Sperber and Wilson argue that the various modular systems out of which our cognition is constructed, together with the principles according to which they operate and interact, will have been honed by evolution to maximize relevance. For humans occupy what a number of people have described as an informational niche. We seek out and store large quantities of information about our environments and social circumstances. Since both storage and maintenance of information are costly, there will have been a premium set on seeking out information that can be economically represented and that is likely to have significant cognitive effects. And since retrieval of information, too, is apt to cost both cognitive resources and time, it is important that salient information should be recoverable swiftly. We are therefore likely to have evolved procedures of attention and resource-allocation which maximize the amount of information that can be acquired and accessed with minimum processing effort; and it is likely that the algorithms now embedded in our various modular systems will be similarly directed towards achieving relevance.
The evolution of human systems of communication (primarily gesture and language) would have been governed by similar constraints. A communicative attempt of some sort can only be successful if its recipients attend to it, and take the time and make the effort to figure out its significance. Would-be communicators therefore need to ensure that their missives are worth attending to: in short, they need to ensure that their messages will be relevant to their audience. And whatever may be true of the evolutionary background, the proposal that linguistic communication amongst humans today is governed by the goal (amongst speakers) and the presumption (amongst hearers) of relevance, is one that has considerable explanatory power (Sperber and Wilson, 1986/1995).

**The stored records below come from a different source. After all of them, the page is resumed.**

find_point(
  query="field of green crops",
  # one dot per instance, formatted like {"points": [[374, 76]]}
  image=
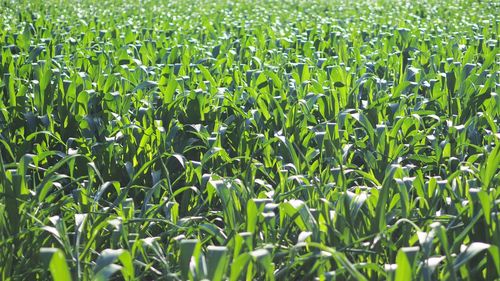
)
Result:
{"points": [[249, 140]]}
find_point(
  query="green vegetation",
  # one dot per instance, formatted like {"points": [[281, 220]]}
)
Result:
{"points": [[252, 139]]}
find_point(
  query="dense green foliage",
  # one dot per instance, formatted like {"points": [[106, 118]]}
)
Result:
{"points": [[289, 140]]}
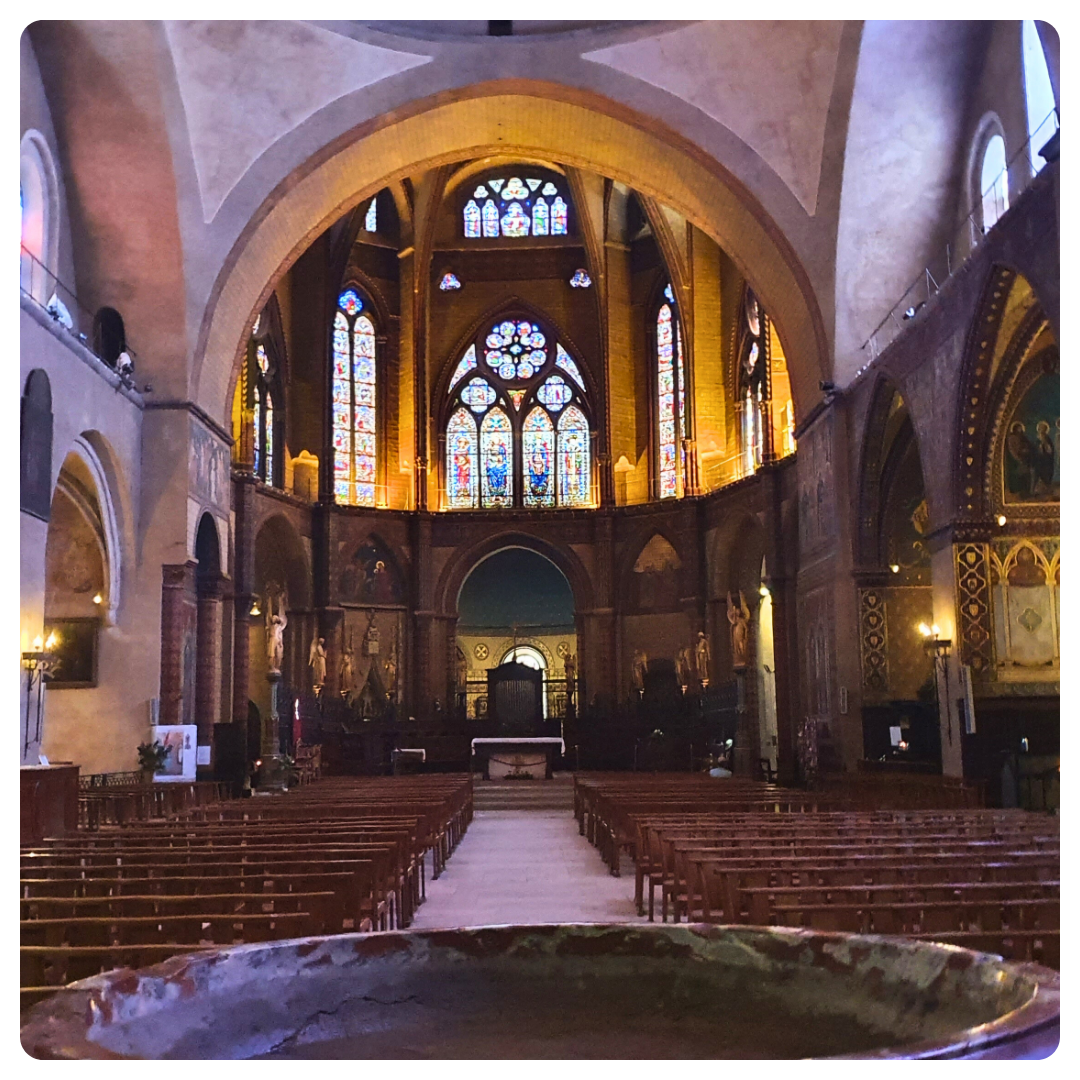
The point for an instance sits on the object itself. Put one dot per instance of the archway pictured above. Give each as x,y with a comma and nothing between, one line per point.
515,605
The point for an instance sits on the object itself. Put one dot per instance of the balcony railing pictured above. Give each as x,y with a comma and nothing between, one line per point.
961,244
39,284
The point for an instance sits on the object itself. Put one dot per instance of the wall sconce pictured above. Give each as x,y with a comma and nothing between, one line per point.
38,663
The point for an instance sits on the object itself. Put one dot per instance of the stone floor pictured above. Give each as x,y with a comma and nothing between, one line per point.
528,866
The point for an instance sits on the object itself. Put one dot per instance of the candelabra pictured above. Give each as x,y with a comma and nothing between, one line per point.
38,662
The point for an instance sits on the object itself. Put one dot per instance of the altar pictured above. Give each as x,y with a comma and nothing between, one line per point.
517,758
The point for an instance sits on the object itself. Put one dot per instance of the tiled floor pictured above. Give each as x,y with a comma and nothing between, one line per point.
526,866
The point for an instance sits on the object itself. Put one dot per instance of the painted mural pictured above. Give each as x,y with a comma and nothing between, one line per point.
1025,581
1033,471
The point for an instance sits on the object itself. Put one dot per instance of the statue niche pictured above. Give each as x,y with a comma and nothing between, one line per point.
656,577
370,577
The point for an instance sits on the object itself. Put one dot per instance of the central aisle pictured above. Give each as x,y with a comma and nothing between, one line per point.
526,866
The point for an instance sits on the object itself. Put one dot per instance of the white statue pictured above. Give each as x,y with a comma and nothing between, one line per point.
316,661
275,633
739,617
703,657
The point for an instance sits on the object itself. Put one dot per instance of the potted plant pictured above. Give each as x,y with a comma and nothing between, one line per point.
151,759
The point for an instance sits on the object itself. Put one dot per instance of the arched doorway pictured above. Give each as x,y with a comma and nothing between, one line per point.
516,606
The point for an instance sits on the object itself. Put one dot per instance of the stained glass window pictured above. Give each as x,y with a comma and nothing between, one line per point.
564,361
257,414
262,416
514,221
554,393
497,460
269,439
538,459
472,218
574,464
461,456
516,350
515,207
540,445
467,363
478,394
665,413
558,217
540,217
353,404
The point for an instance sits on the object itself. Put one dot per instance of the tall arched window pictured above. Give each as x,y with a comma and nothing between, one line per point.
994,181
516,206
1038,94
39,201
260,388
518,431
671,399
752,383
353,413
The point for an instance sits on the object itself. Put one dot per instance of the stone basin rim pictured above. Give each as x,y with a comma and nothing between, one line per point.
59,1026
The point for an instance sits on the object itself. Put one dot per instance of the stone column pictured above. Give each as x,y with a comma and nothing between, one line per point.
208,652
178,623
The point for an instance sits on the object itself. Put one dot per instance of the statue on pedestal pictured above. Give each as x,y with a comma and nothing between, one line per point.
684,667
703,658
316,661
277,622
345,672
739,617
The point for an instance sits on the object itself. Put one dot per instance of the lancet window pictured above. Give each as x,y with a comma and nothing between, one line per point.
518,205
354,414
517,432
671,399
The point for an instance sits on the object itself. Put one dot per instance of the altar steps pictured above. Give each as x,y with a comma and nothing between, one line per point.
526,795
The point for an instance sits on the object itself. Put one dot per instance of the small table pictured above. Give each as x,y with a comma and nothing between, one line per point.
524,752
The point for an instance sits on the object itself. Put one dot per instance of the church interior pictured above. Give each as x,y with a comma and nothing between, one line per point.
437,418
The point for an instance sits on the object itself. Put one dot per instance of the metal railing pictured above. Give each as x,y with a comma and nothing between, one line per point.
962,243
39,284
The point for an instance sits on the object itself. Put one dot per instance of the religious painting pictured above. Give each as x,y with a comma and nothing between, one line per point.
179,741
76,652
906,521
370,577
1026,590
656,577
1031,466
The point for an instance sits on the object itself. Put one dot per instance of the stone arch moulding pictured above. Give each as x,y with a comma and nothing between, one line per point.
112,520
548,121
464,561
982,403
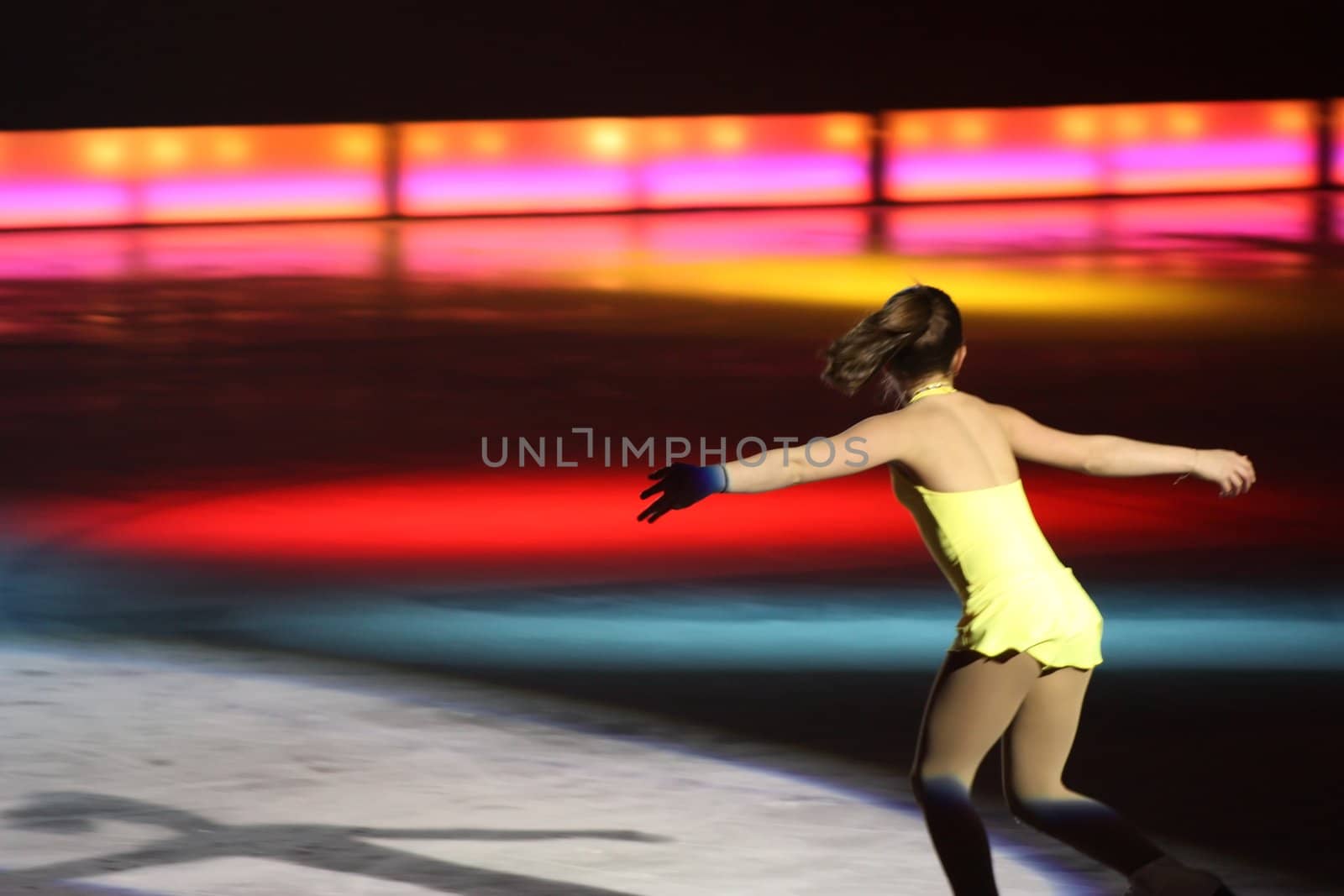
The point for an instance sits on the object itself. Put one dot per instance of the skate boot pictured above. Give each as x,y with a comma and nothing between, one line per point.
1168,878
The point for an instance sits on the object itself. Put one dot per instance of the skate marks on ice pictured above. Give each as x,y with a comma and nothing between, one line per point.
183,774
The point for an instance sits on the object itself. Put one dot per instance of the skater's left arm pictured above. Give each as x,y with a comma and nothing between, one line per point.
870,443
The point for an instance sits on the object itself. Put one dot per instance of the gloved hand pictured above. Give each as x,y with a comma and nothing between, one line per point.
682,485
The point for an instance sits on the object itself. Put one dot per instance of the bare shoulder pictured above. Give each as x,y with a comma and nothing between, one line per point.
1035,441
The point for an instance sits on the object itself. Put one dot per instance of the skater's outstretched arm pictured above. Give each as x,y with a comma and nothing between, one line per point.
1119,456
871,443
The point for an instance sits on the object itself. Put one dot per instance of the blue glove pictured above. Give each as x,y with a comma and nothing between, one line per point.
682,485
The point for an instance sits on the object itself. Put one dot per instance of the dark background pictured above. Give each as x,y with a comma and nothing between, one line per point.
181,62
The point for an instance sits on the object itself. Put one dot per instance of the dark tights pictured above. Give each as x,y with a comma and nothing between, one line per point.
974,701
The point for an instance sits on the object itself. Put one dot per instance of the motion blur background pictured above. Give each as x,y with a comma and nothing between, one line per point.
270,278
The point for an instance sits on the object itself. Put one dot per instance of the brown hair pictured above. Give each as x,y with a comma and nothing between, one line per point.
917,332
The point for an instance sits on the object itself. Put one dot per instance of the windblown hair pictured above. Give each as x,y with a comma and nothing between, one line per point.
917,332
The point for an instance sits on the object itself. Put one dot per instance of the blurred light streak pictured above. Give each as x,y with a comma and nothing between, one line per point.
192,175
582,521
1336,161
1081,150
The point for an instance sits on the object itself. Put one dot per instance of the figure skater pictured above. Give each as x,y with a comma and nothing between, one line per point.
1030,634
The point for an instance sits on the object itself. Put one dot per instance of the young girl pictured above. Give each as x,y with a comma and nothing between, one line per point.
1028,636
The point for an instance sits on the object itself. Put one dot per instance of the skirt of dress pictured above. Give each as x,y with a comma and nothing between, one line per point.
1045,613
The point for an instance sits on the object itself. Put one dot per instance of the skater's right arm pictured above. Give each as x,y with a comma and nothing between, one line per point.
1119,456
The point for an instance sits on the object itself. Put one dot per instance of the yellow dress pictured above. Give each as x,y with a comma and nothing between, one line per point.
1015,593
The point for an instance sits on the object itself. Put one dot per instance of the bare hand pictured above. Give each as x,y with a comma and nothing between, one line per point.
1231,472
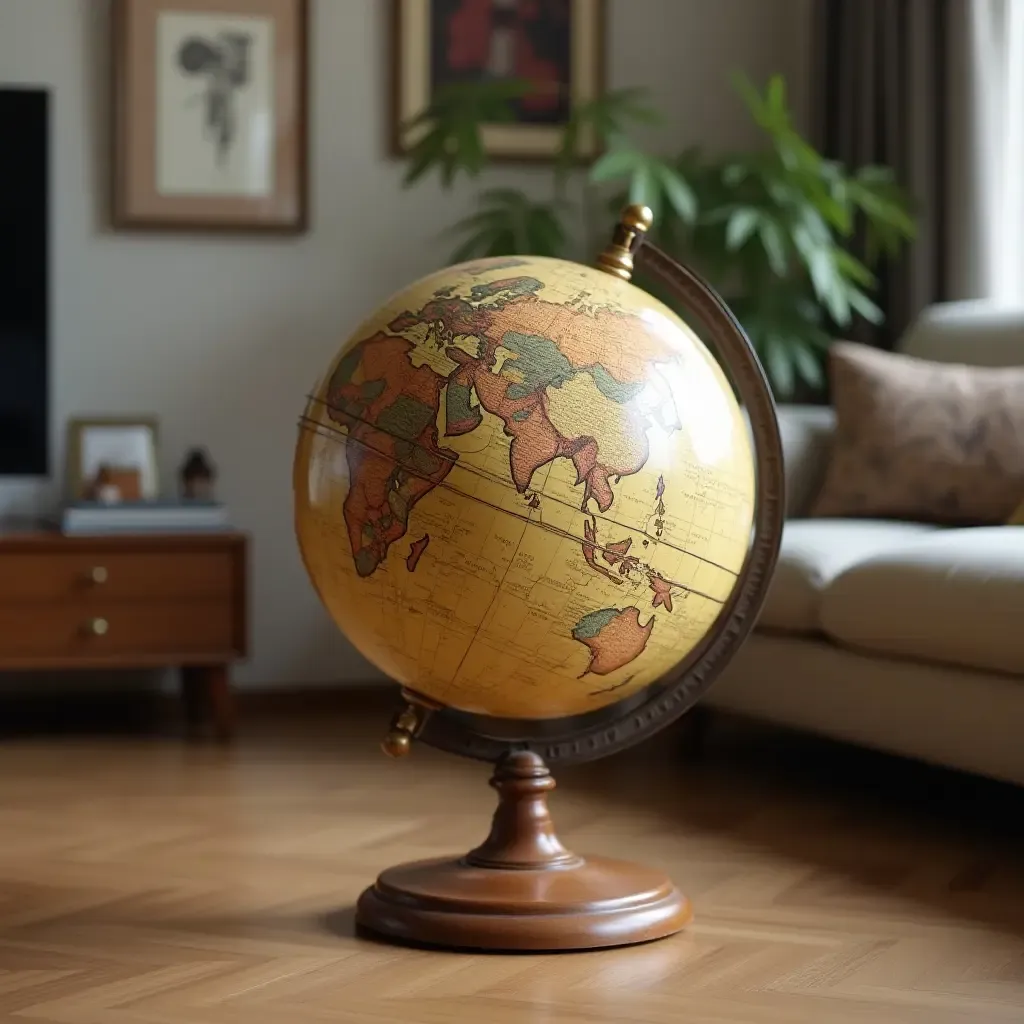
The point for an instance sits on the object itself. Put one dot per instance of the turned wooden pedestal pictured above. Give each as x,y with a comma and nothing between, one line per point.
129,602
521,889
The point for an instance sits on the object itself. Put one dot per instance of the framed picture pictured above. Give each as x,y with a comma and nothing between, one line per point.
556,44
210,115
113,460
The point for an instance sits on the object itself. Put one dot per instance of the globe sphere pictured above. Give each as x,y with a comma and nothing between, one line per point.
524,488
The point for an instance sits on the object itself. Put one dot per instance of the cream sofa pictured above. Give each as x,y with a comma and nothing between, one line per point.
899,636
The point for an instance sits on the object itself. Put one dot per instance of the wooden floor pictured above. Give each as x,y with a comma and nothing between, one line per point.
148,882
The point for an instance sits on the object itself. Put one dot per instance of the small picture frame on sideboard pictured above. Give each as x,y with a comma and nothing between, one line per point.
113,460
210,115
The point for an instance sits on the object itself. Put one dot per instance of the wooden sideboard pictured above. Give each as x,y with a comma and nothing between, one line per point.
129,602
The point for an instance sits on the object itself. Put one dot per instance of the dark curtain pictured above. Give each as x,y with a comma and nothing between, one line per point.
883,96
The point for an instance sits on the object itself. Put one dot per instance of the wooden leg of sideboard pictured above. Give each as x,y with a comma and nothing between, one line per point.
193,701
208,688
218,688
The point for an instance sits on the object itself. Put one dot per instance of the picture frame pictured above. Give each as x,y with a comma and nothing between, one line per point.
435,42
118,453
210,115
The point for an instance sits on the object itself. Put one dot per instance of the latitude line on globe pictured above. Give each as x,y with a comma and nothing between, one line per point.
495,478
498,590
472,470
443,485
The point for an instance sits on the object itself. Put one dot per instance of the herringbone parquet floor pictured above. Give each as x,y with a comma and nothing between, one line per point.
146,882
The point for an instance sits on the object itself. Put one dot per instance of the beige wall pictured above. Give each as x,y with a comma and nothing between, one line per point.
222,338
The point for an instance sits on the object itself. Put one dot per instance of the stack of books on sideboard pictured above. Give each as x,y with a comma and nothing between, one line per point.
143,517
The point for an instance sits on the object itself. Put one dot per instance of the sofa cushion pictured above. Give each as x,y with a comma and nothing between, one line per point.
813,553
922,440
954,596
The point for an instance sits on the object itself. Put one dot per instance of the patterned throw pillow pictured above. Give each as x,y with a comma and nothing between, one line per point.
930,441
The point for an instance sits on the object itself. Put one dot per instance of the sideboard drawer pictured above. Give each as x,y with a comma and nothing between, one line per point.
116,574
124,632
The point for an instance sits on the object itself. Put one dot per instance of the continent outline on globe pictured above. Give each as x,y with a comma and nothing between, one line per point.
488,349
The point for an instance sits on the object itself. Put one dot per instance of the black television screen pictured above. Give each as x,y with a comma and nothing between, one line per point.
24,282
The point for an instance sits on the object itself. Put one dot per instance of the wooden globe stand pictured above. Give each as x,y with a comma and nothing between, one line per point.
521,889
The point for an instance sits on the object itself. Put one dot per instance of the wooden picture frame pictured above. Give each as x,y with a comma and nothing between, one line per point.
210,115
561,41
122,444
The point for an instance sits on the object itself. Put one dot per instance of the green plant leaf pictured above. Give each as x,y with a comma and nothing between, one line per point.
741,225
774,245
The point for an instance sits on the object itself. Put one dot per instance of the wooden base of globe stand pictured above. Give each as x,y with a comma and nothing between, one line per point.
521,889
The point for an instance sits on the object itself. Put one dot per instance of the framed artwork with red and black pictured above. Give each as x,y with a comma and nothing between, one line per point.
555,45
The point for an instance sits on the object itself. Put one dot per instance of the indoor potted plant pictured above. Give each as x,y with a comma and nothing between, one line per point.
791,239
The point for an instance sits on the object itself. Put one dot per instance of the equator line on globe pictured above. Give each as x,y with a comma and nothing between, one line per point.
524,489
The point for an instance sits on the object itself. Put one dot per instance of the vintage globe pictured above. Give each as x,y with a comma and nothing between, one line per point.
526,492
524,488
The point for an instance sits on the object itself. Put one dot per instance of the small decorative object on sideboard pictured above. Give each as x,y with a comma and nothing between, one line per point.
114,485
113,459
198,476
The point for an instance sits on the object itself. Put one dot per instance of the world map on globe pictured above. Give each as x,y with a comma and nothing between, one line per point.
524,488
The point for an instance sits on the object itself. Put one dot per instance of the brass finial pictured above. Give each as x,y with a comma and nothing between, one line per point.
633,224
404,726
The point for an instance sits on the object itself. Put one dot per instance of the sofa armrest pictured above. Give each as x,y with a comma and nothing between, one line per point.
807,434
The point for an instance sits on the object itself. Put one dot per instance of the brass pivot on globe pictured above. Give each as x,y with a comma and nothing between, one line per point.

Let me focus on the standpoint of the hearer, here, since it is this that we need to exploit in understanding how self-directed ‘inner speech’ might be governed by principles of inference to the best explanation. In assessing relevance, do hearers have to represent all of the available interpretations of an utterance? And do they have to extract all of the information that can be inferred from those interpretations, calculating the degree of difficulty of their own computations as they go? If so, then it might well be the case that judgments of relevance are computationally intractable.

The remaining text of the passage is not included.